Does Hadoop Need Saving

2015-20-February-Message-In-Bottle.jpg

It was a big week for big data in Silicon Valley where O’Reilly’s Strata & Hadoop World Conference is ending today. The star of the show might have been data scientist Vijay Subramanian of Rent the Runway whose company rents Oscar-worthy gowns (that most of us can’t afford to buy) for our one-night-only Cinderella moments. Or maybe it was data scientist Noelle Sio of Pivotal Labs who volunteered at CrisisTextLine which helps connect teens in trouble with the volunteer counselors who might help them. Or possibly President Barack Obama who streamed in via video to introduce DJ Patil as the United States’ Chief Data Scientist. Never mind all the vendors like Microsoft and MapR who made some impressive announcements.

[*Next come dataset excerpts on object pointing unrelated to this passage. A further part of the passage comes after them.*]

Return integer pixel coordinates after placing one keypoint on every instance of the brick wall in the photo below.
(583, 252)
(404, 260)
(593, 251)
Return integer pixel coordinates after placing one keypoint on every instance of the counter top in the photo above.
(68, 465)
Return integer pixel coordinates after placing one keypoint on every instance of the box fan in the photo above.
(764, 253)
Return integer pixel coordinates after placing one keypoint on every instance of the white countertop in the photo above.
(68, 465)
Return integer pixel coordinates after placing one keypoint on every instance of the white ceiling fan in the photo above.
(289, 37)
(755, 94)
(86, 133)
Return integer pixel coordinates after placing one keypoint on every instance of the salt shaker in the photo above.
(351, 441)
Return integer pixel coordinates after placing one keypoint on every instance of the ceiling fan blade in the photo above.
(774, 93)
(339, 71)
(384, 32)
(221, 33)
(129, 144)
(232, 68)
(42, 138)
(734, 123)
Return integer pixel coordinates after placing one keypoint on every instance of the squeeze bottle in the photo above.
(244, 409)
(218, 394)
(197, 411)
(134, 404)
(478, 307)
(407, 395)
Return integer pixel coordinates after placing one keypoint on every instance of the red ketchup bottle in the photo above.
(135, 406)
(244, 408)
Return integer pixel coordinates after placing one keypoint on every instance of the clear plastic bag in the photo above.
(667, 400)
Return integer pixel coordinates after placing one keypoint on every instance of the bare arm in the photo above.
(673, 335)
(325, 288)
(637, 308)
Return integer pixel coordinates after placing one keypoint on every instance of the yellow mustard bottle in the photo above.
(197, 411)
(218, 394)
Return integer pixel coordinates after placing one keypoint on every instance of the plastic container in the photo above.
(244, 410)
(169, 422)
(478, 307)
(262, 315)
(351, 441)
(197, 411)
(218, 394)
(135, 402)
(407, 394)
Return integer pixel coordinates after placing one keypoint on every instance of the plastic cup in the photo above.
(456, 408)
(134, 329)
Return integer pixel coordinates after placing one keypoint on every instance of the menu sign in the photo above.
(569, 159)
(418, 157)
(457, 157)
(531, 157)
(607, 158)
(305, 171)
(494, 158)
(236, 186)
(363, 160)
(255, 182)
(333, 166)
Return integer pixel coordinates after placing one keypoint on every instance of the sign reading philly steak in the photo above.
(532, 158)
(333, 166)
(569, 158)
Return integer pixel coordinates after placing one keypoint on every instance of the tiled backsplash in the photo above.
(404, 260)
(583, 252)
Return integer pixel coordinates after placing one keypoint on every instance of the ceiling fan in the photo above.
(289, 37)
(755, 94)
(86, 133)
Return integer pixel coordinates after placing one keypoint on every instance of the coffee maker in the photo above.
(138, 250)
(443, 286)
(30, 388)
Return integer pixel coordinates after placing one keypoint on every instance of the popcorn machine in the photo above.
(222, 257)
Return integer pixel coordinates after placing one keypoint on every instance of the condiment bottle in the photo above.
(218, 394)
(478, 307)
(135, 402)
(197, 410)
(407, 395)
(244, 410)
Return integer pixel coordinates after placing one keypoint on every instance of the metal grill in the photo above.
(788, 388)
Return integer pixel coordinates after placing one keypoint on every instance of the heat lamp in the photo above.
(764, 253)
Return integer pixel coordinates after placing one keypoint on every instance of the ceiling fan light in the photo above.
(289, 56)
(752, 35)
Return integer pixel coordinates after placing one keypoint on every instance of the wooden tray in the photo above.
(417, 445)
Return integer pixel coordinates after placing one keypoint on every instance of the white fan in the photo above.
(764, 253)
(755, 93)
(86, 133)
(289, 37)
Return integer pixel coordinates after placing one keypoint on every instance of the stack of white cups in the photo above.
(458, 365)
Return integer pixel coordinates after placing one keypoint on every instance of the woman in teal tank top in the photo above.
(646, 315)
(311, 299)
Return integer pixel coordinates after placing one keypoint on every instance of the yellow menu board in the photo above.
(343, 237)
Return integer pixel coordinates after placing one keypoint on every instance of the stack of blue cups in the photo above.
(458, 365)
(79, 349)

But instead the halls were filled with talk about the news that Pivotal Software made when it open sourced the components of its big data suite (which we predicted and is unquestionably good news for everyone) and announced the Open Data Platform (ODP), an initiative that brings together GE, Hortonworks, IBM, Infosys, Pivotal, SAS, AltiScale, Capgemini, CenturyLink, EMC, Splunk, Verizon Enterprise Solutions, Teradata, and VMware (and is open to other companies that want to join).

ODP’s stated goal is to create “a tested reference core of Apache Hadoop, Apache Ambari and related Apache source artifacts” in order to help users get started with Hadoop.

It’s the latter announcement that has caused all of the flack, which quite frankly began just as the news was being announced. Why? Partly because two of the three primary Hadoop providers (each of which was invited) want nothing to do with the ODP.

Battle Lines Forming

One of the providers, MapR, took the high road and emailed us a comment that simply stated, “We decided not to join.” They also made note of the fact that the Apache Software Foundation (ASF), where Hadoop was built and continues to grow, already had an ODP-like project called Apache Bigtop. (More on this is the next article.)

It’s worth noting here that the Apache Software Foundation is the hallowed ground where the core of Hadoop and the ancillary components of many Hadoop distros were developed by individual contributors versus corporations. It is the lifeblood of the big data community where it is revered and respected. However, it should be said that most of Apache Hadoop contributors were, and are, on somebody’s payroll when they wrote the code.

Mike Olson, the cofounder and Chief Strategy Officer of Cloudera, the other Hadoop distro provider, reacted to the ODP news with a blog on his company’s site:

The Pivotal and Hortonworks (the latter is the Hadoop distro provider that did join) alliance, notwithstanding the marketing, is antithetical to the open source model and the Apache way.

While the ASF is open to vendors, the ODP isn’t actually open at all. As a vendor-driven consortium, membership is only for enterprises with serious money -- it ought to be called the 'Only Dollars Play' alliance.”

And to be fair, at least some of the companies who have joined ODP, according to our sources, have paid six figures to join. It’s a lot of money, but probably not more than the salaries of a few Hadoop developers salaries added together. Cloudera, for its part, said that it is taking the money it would have spent to join ODP and is contributing it to the ASF.

That being said, the ODP and ASF aren’t necessarily at odds with each other.

Enough Hadoop Love to Go Around

What Olson doesn’t say in his blog post is that ODP will sit a layer above the Apache projects and that there is no reason to believe that the individuals who contribute code to Hadoop and the projects which surround it will stop doing so.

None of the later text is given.